Modelling skew dependent on vol of vol

Discussion in 'Options' started by MrMuppet, Oct 7, 2021.

  1. MrMuppet

    MrMuppet

    100% agree to the fact that two options traders on the opposite side of the trade can win when the trader in the underlying loses to both of them.

    However, I don't quite agree to the fair value part since market makers have inventory limits which are the dominant forces in the pricing process. Every MM fits his model to market not to a theoretical statistic made up by using historical data.
    That's true for Heston, Vanna-Volga, SABR and what not.
    Because it's absolutely impossible to know the return distribution and the path of the underlying during an options lifetime you can only compare two or more instruments with similar payouts to figure out what's expensive.

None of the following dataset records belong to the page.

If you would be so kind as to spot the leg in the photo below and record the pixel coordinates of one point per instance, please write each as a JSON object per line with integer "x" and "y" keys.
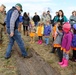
{"x": 75, "y": 54}
{"x": 47, "y": 41}
{"x": 60, "y": 54}
{"x": 65, "y": 64}
{"x": 53, "y": 50}
{"x": 24, "y": 30}
{"x": 9, "y": 48}
{"x": 17, "y": 37}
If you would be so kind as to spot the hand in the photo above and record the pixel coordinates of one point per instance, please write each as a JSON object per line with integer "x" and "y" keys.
{"x": 11, "y": 34}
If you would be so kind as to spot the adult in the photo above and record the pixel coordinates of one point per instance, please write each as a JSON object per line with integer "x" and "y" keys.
{"x": 72, "y": 19}
{"x": 48, "y": 13}
{"x": 2, "y": 17}
{"x": 12, "y": 22}
{"x": 45, "y": 18}
{"x": 36, "y": 19}
{"x": 54, "y": 18}
{"x": 60, "y": 18}
{"x": 26, "y": 20}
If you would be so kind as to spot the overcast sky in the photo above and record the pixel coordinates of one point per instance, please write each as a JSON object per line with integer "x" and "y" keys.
{"x": 39, "y": 6}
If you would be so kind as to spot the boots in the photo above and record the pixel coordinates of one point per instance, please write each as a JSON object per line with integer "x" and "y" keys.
{"x": 65, "y": 64}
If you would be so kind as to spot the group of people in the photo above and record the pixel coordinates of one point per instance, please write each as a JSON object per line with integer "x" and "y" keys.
{"x": 63, "y": 32}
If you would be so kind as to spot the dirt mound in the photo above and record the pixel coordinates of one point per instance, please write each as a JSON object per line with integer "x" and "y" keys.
{"x": 32, "y": 66}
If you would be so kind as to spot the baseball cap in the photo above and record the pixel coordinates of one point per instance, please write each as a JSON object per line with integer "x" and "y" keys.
{"x": 18, "y": 4}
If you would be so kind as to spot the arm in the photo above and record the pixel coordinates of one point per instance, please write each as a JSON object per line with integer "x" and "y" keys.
{"x": 13, "y": 19}
{"x": 69, "y": 40}
{"x": 2, "y": 18}
{"x": 65, "y": 19}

    The risk/reward of a structure determines supply and demand, because if for example the model is telling you to price the 50/25 delta vertical at -20vols some dude might immediately buy that thing for all your size because in strike space it costs 5 cts for a 4.95$ payoff

    You are happy because you sold ATM vols that are probably expensive compared to realized and hedged with cheap wings. The other guy is happy because he could hop on a 100 lot vertical plus an extra short call to finance the structure and perhaps even get a credit.

    So in options space there are two different definitions of fair value while the sucker is the guy who keeps selling shares to the MM as he hedges his deltas on the way up
     
    Last edited: Oct 7, 2021
    #11     Oct 7, 2021
  2. destriero

    destriero

    There was put skew on the GME run to 400+? I was shorting bull synthetic straddles knowing the vol would drop with shares. I recall the 20D RR was something like 40bp C/P, but maybe I am remembering it wrong. My concern was modality so I'd rather accumulate deltas than vols. Synthetic at 350, natural at 375, neutral combo was at 400 (px). It's tough to trade the thing naked but you can't afford to buy upside wings. I had a share fly on for a couple cycles (long spot, short 2x calls, long 1x wing).
     
    #12     Oct 10, 2021
  3. jamesbp

    jamesbp

    Des ... a "share fly" ( +1 stock / -2 calls / +1 call ) or similar is one of my preferred trades for covering upside delta's ... synthetically the equivalent of Selling Puts / to finance / Buying Call Flies ... I see as part of a series of similar trades that I usually look at

    #1 RiskReversal ... sell OTM put / buy OTM call
    #2 Seagull ............ sell OTM put / Buy OTM call vertical
    #3 Share Fly ....... sell OTM Put / Buy OTM call fly
     
    #13     Oct 10, 2021
    destriero likes this.
  4. I would mention that selling too much wings is dangerous,
    market too panic in hiking IV on topping of NG prices,
    so vega component loss is dramatic.
    And it's hard to guess a price top, and when it come down
    (it feels that other traders margin calls dragging price higher and higher,
    so timing is not predictable)

    A lot of deposit should be free for "experiments" with NG.

    In opposite crude oil energy market haven't so much panic rising IV
    even on record price surge.
     
    #14     Oct 10, 2021
  5. destriero

    destriero

    LVLD in these names is tough as you're looking for vomma only after the thing has hit the social media meth heads/reddit. I typically buy wide/deep LVLD verts as a source of vomma into skew. Derman is usually the driver.
     
    #15     Oct 10, 2021
  6. Holy crap this stuff is complex.
     
    #16     Oct 10, 2021
  7. destriero

    destriero


    And a share fly is a short natural straddle + upside call wing (syn-share fly). I prefer to do the natural shares in lieu of the natural straddle (synthetic share fly) as I can overwrite and hedge discretely.
     
    #17     Oct 10, 2021
  8. emulimu

    emulimu

    Not really, if you know the terminology. Just google all the keywords you come across here. Once you learn them, you can easily follow these guys. It's like an illiterate suddenly being able to read. Your mind will light up.
     
    #18     Oct 10, 2021
  9. Overnight

    Overnight

    It is not just the terminology, but also the action underlying the greeks. For example, this...

    "...Option skew exists because asset prices have fat tails, we all know that. Indices fall faster than they go up, vice versa for NatGas..."

    That is a quote from Mr. Muppet, and I can see that in my head. Yes, NG and indices are kinda' inverted in their immediate actions. Indices tend to drop fast and take time to rise back up, yet NG tends to rise fast and take time to drop back down. *waves to James Cordier*

    How that all translates into profitable options plays does not come down to a simple understanding of "options terminology". There is so much more to it.
     
    #19     Oct 10, 2021
    BlueWaterSailor likes this.
  10. emulimu

    emulimu

    Whoa, hold it right there! I never said anything about that. I was just saying about understanding their greek language. In your example, learning about "skew" and "fat tails" will certainly put you ahead in understanding their greek language. That's all I meant, not taking anything away from anyone.